Меж колючих ветвей кустарника лежала девчонка — или, по крайней мере, то, что от нее осталось; один глаз — открыт, вместо другого — пустая глазница. Абсолютно чистая. Этакая аккуратная дыра — словно кто-то с аппетитом съел этот глаз, вылизал дочиста, орудуя десертной ложечкой, — вот мерзость-то. Руки и ноги у девчонки были отрублены, куски плоти — словно белье после какой-то дьявольской стирки — развешаны по колючим ветвям кустарника. Вместо грудей — кровавые раны, в разорванном животе копошится целая туча гудящих от несказанного удовольствия жирных мух.
Бит Т. Бюргер, сняв обвязанный вокруг лба по старой привычке десантника зеленый платок, прикрыл им лицо, дабы хоть как-то защитить свои легкие от этой жуткой вони. Он заметил, что все пальцы на правой руке девочки напрочь отрезаны. На левой не хватает только двух — среднего и безымянного. Форменное расчленение трупа. Он сделал еще шаг вперед и почувствовал, как подошва его башмака погрузилась во что-то мягкое, похожее на губку. Он осторожно приподнял ногу — выяснилось, что он наступил на внутренности девочки. К горлу мгновенно подкатила тошнота, а во рту стало горько: его чуть не вырвало желчью, прежде чем он успел развернуться и броситься бегом. Нужно было сообщить о происшедшем Уилкоксу.
Он так спешил, что позабыл про свои рыболовные принадлежности стоимостью в три сотни долларов и совсем еще горячие гамбургеры.

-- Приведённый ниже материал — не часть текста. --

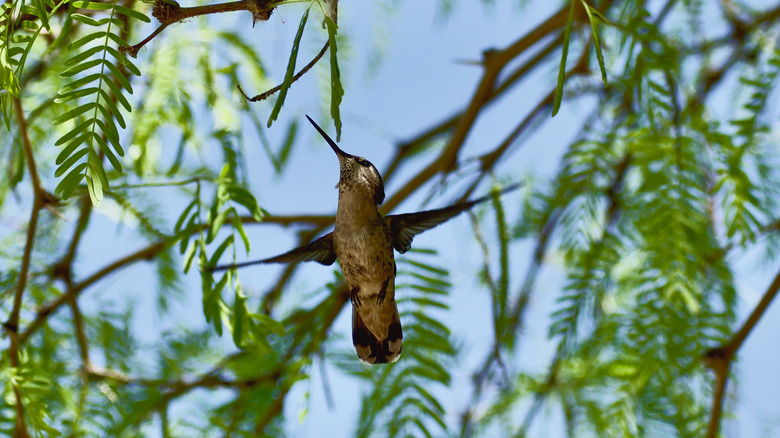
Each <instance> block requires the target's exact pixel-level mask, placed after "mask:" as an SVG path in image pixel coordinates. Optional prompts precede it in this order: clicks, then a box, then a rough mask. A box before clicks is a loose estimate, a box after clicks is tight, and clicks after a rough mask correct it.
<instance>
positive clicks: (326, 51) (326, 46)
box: [237, 40, 330, 102]
mask: <svg viewBox="0 0 780 438" xmlns="http://www.w3.org/2000/svg"><path fill="white" fill-rule="evenodd" d="M328 47H330V40H328V41H325V45H323V46H322V49H320V52H319V53H317V56H315V57H314V59H312V60H311V61H309V63H308V64H306V65H305V66H303V68H302V69H301V70H300V71H299V72H298V73H296V74H295V76H293V78H292V81H290V84H292V83H293V82H295V81H297V80H298V79H300V78H301V76H303V75H305V74H306V72H308V71H309V70H311V68H312V67H314V64H316V63H317V61H319V60H320V59H321V58H322V57H323V55H325V52H327V51H328ZM237 87H238V91H239V92H240V93H241V95H242V96H244V99H246V100H248V101H249V102H258V101H261V100H265V99H268V98H269V97H270V96H271V95H273V94H274V93H276V92H277V91H279V90H281V89H282V84H279V85H277V86H275V87H273V88H271V89H270V90H268V91H265V92H263V93H260V94H258V95H257V96H255V97H249V96H247V95H246V93H244V90H243V89H242V88H241V85H238V86H237Z"/></svg>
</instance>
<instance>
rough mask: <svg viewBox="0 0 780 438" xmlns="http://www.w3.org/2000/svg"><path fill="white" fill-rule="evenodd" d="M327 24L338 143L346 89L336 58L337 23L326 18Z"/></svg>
mask: <svg viewBox="0 0 780 438" xmlns="http://www.w3.org/2000/svg"><path fill="white" fill-rule="evenodd" d="M325 23H326V24H327V26H328V43H329V46H330V116H331V117H332V118H333V124H334V126H335V127H336V141H340V140H341V113H340V112H339V106H340V105H341V98H342V97H343V96H344V88H343V87H342V86H341V72H340V71H339V61H338V56H336V31H337V26H336V23H335V22H334V21H333V20H332V19H331V18H330V17H327V16H326V17H325Z"/></svg>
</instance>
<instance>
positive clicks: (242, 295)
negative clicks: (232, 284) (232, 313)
mask: <svg viewBox="0 0 780 438" xmlns="http://www.w3.org/2000/svg"><path fill="white" fill-rule="evenodd" d="M232 322H233V327H232V329H233V330H232V331H233V342H234V343H235V344H236V347H238V348H242V345H243V343H244V328H245V327H246V325H247V310H246V297H245V296H244V295H243V294H242V293H241V291H240V288H238V287H236V295H235V299H234V301H233V321H232Z"/></svg>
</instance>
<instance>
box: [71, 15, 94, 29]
mask: <svg viewBox="0 0 780 438" xmlns="http://www.w3.org/2000/svg"><path fill="white" fill-rule="evenodd" d="M70 16H71V18H73V19H74V20H76V21H78V22H79V23H84V24H86V25H88V26H94V27H97V26H100V22H99V21H97V20H95V19H94V18H92V17H89V16H86V15H84V14H79V13H74V14H70Z"/></svg>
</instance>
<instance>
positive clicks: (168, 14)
mask: <svg viewBox="0 0 780 438" xmlns="http://www.w3.org/2000/svg"><path fill="white" fill-rule="evenodd" d="M275 5H276V3H275V2H272V1H269V0H241V1H236V2H229V3H218V4H215V5H204V6H193V7H191V8H182V7H181V6H179V4H178V3H176V2H174V1H170V2H169V1H166V0H156V1H155V3H154V7H153V8H152V16H153V17H154V18H156V19H157V20H159V21H160V26H159V27H158V28H157V29H155V30H154V32H152V33H151V35H149V36H148V37H146V38H144V39H143V41H141V42H140V43H138V44H136V45H133V46H122V47H120V48H119V51H120V52H124V53H127V54H129V55H130V56H132V57H133V58H135V57H136V56H137V55H138V51H139V50H141V48H142V47H143V46H145V45H146V44H147V43H149V41H151V40H152V39H154V37H156V36H157V35H158V34H160V33H161V32H162V31H163V30H164V29H165V28H166V27H168V26H169V25H171V24H173V23H177V22H179V21H182V20H186V19H187V18H192V17H197V16H200V15H210V14H220V13H223V12H234V11H249V12H251V13H252V20H253V22H252V26H254V23H256V22H257V21H268V19H269V18H271V14H272V13H273V10H274V7H275Z"/></svg>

Шериф Уилкокс с наслаждением пил пиво, ожидая, когда Дак Роджерс наполнит горючим бак его машины. Общение с этим парнем всегда действовало на него успокаивающе: с Даком не было ни малейшей нужды о чем-либо говорить. А все прочие, стоило им только увидеть Уилкокса, считали чуть ли не своим долгом подойти к нему и тут же изложить все свои маленькие беды и несчастья, тогда как сам Уилкокс больше всего ценил в людях способность не приставать к нему со всякой ерундой. Он с довольным видом потянулся, отчего под бежевой рубашкой проступили его могучие мускулы. В молодости Уилкокс занимался кечем[2], а потому плечи у него казались непомерно широкими, что в сочетании с небольшим ростом лишний раз подчеркивало его сходство с этаким недоверчиво-мрачным быком. Впрочем, когда он еще работал на ринге, его так и называли: «Толстый Бык».